You are assuming no compounding. You have to model it as an annuity.

ghaff|3 years ago

If you're assuming withdrawing at a safe withdrawal rate you're assuming you're not compounding. You're assuming a safe withdrawal rate from principal/dividends/interest that will, on average, leave the principal constant. Of course, if you're older and are not looking to pass down money you may be fine with drawing down principal to some degree.

So, yes, $2m should probably be modeled at about $80K income per year before taxes without touching principal but without building savings.

(May be somewhat higher with higher interest rates/inflation.)

timerol|3 years ago

That is not accurate. The 4% withdrawal rate is based on the Trinity Study[1], which showed that it was unlikely to exhaust retirement funds over a 30 year retirement. It already includes compounding and draw down calculations.
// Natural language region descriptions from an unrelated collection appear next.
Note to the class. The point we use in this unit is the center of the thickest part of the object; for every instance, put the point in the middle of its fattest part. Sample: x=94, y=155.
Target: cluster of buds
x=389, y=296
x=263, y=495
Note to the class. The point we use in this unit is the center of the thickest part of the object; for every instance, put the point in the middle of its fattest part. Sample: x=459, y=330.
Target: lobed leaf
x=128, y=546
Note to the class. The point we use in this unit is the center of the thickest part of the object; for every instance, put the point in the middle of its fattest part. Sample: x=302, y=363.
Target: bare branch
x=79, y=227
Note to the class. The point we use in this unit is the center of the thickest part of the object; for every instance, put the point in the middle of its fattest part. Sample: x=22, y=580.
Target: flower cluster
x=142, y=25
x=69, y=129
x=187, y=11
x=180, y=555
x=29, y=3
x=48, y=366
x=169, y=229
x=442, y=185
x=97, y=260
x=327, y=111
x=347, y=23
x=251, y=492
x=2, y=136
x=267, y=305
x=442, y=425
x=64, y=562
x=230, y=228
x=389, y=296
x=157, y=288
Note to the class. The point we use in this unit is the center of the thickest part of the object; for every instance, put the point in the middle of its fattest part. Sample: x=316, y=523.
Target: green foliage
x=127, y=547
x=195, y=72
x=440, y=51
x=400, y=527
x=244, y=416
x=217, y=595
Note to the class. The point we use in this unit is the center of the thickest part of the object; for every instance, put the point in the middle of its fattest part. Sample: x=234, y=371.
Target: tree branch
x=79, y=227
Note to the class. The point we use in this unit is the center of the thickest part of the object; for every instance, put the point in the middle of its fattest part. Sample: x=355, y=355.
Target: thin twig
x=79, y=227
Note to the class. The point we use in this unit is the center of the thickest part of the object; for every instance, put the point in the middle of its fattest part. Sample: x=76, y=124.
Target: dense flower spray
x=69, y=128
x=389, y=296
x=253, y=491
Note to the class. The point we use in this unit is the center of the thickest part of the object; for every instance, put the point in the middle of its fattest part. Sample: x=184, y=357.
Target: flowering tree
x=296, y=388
There's a whole active debate around exactly what numbers are sufficiently safe over what time horizons and what portfolio mixes. For a fun long read, see ERN's series on safe withdrawal rates https://earlyretirementnow.com/safe-withdrawal-rate-series/

[1]: https://en.wikipedia.org/wiki/Trinity_study

brianwawok|3 years ago

You have compounding but also inflation. You need to slowly raise your draw to keep the same lifestyle.